Words can mean so many things… even nothing. The driving force isn’t the words because they are only taken as harshly or lightly as the listener chooses to perceive them. The fact that they were perceived a certain way is what is most telling of intentions. If you want an answer you can find it whenever you like, but it can only be based upon what you already know bent to the limits of your imagination. The difficulty is gauging how far beyond normal the imagination has taken the story and what purpose does it serve to take a few random thoughts to mean such extreme possibilities?

I’m just disturbed by discomforting news and I didn’t want to believe it, because I was tired of being crushed.

On Losing Patience

On Losing Patience

Sometimes it is just one comment that swings the pendulum. Maybe the trait was always there, it just happened to be directed at you for once. Maybe it will only happen once in a while but because of the extremeness of the comment you can’t help but to wonder if perhaps it was just the beginning of flood gates opening. In that case, it is cautious to steer clear of the river valley.
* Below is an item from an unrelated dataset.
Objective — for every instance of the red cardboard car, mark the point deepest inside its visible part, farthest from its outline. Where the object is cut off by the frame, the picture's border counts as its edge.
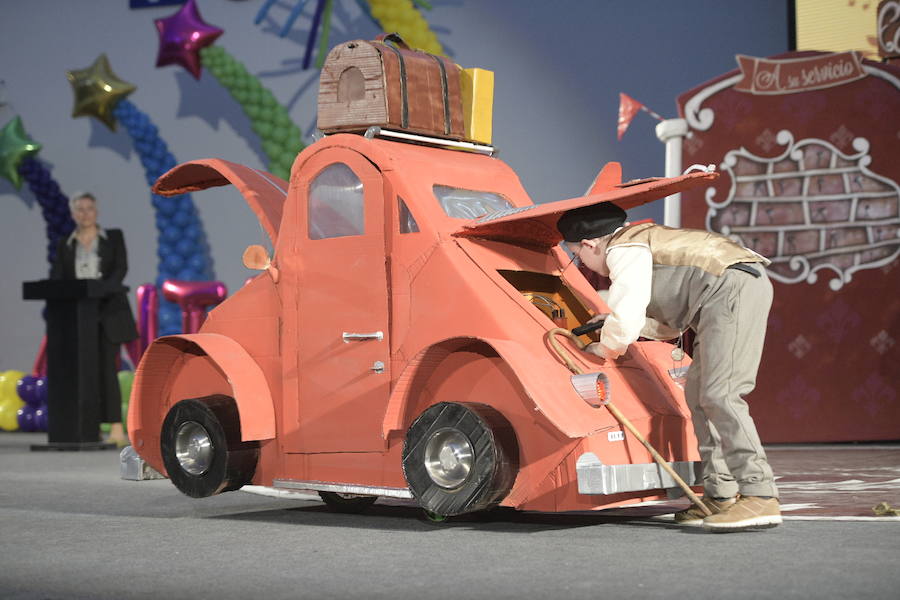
(396, 345)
But it draws a line there and puts up a score board. How many times is the line going to be crossed before I don’t want to deal with it anymore? I just have to wait and see. But this is the problem I’ve had in the past: I wait and see for too long, so long that I’m so exhausted that I just want to shut the door and brick over the entrance.

I just don’t think I have a right to tell people that I think they are full of shit. Yes maybe it is just a phase and they haven’t realized how life has affected their personality contra to mine; I’m tired of waiting out those storms too. I wouldn’t want someone coming into my world and telling me I’m going about things all wrong, because I know- just as much as other know about themselves- that things are just fine and functioning enjoyably. People in themselves know what parts of their life aren’t optimal, they don’t need to hear how much worse those things are making it on people around them because there is probably not much they can fully do about it right now.

I’ve just lost the coping skill that should enable me to think of social bullshit in a non-momentous way. Why am I even thinking of it at all? Why can’t I just let it pass and not feel like I need to prepare myself for it to happen again? Because it happens a lot and I can’t have a good time when I’m constantly having to watch my behavior or words to shelter myself from some sort of attack.